More formally, letterings on Tolya’s t-shirt and Valya’s pullover are two strings with same length nconsisting only of lowercase English letters. Using one unit of mana, grandmother can buy a spell of form (c1, c2) (where c1 and c2 are some lowercase English letters), which can arbitrary number of times transform a single letter c1 to c2 and vise-versa on both Tolya’s t-shirt and Valya’s pullover. You should find the minimum amount of mana that grandmother should spend to buy a set of spells that can make the letterings equal. In addition you should output the required set of spells.
The first line contains a single integer n (1 ≤ n ≤ 105) — the length of the letterings.
The second line contains a string with length n, consisting of lowercase English letters — the lettering on Valya’s pullover.
The third line contains the lettering on Tolya’s t-shirt in the same format.
In the first line output a single integer — the minimum amount of mana t required for rescuing love of Valya and Tolya.
In the next t lines output pairs of space-separated lowercase English letters — spells that Tolya’s grandmother should buy. Spells and letters in spells can be printed in any order.
If there are many optimal answers, output any.
3 abb dad
2 a d b a
8 drpepper cocacola
7 l e e d d c c p p o o r r a
In first example it’s enough to buy two spells: (‘a‘,’d‘) and (‘b‘,’a‘). Then first letters will coincide when we will replace letter ‘a‘ with ‘d‘. Second letters will coincide when we will replace ‘b‘ with ‘a‘. Third letters will coincide when we will at first replace ‘b‘ with ‘a‘ and then ‘a‘ with ‘d‘.

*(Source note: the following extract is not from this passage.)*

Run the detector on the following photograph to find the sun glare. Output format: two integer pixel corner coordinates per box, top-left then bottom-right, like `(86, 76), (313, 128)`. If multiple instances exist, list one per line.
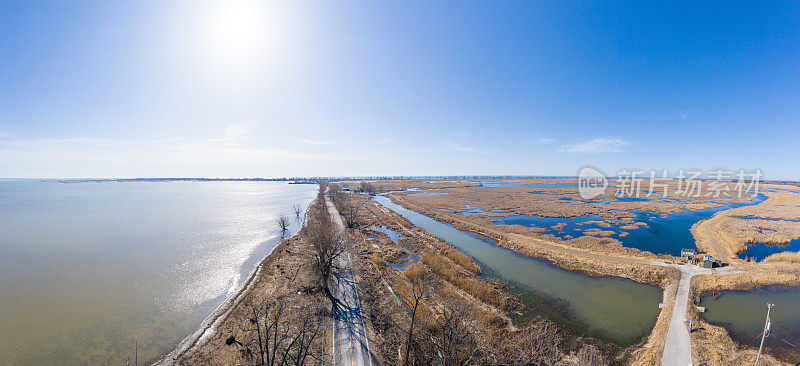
(195, 0), (282, 72)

- As the answer explains, the problem could be reduced to simple DFS. The requirement of this question is basically this. We first make an empty graph containing all English alphabets. Buying a spell of (c1,c2) is equivalent to connecting c1 and c2 in the graph. Now consider two words s1 and s2 where s1[i] is the i th character in s1. If for every i, s1[i] and s2[i] are in a connected component in our graph, the objective is achieved. By adding all edges that connects all pairs of (s1[i],s2[i]), we are guaranteed to achieve such objective however, with unnecessary edges. To discard these edges, we could do a dfs on each node in the graph, this way, we are guaranteed to have traversed all nodes in the graph and put every node that need to be connected in the same connected component.
- Use Adjacency List to improve the run time of this solution. Using Adjacency Matrix would require O(N^3) time……
- Note that the answer on codeforces is not entirely correct, sometimes using n – k where n is the length of words, and k is the number of connected components in the graph could be wrong. Consider when the word has characters that do not need to be swapped.